A recent study by University of Alberta cardiologists at the Canadian VIGOUR Centre shows that a particular group of patients with stable ischemic heart disease have better outcomes with percutaneous coronary intervention (also called angioplasty with stent) or coronary artery bypass surgery and medication, versus conservative management with medication alone.
In a study published in the Journal of the American Heart Association, associate professor of medicine and academic interventional cardiologist Kevin Bainey and his team reviewed the patient information of more than 9,000 Albertans with stable ischemic heart disease. While able to function as outpatients, these patients had arteries in the heart that had narrowed and were restricting blood supply. They also had other heart issues—referred to as high-risk cardiac anatomy—including blockages in important locations of the heart’s blood vessels, or restriction in the left main artery of the heart.
The data showed that in patients with both stable ischemic heart disease and high-risk cardiac anatomy, coronary revascularization (stents or bypass surgery) led to better health outcomes, including a reduction in the risk of death or heart attack, than a more conservative approach. As well, after one year, the risk of death was 2.7 percent for patients with revascularization versus 6.8 percent for those without.
“We strongly believe coronary anatomy is an important prognostic indicator of health outcomes,” said Bainey, who is also director of the Adult Cardiac Catheterization and Interventional Cardiology Laboratory and the Interventional Cardiology Fellowship Program. “In a patient who has a higher-risk stress test and is showing symptoms, we think it’s valuable to perform a coronary angiogram to get a complete picture, rather than just managing them with medications.”

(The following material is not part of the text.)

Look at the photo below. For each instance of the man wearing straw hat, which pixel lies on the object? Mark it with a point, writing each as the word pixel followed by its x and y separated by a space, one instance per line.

Bainey’s study builds on the landmark ISCHEMIA (International Study of Comparative Health Effectiveness with Medical and Invasive Approaches) trial, published in April 2020, which showed that in patients with stable ischemic heart disease, an invasive approach such as stents or bypass surgery did not reduce the risk of death or future coronary events in following years.
While Bainey said he agrees there is a role for conservative management in these patients, high-risk anatomy was not addressed in the ISCHEMIA trial. This prompted him to investigate further, to find out whether Alberta patients with high-risk anatomy might actually benefit from invasive approaches.
“What our results are saying is that medical management is important, but there might be a small group that would benefit from revascularization, and we need to find ways to identify that group of patients,” he said.
The results of his study also underline the importance of cardiac anatomy in determining a diagnosis and treatment options—something Bainey hopes more cardiologists will take into consideration when treating patients with stable ischemic cardiac disease.
“The main message I want clinicians to know is that it’s important to know the anatomy,” Bainey said. “Whether they decide to do a CT scan or send patients for an angiogram, you have to define that anatomy and then make the decision for revascularization or not.”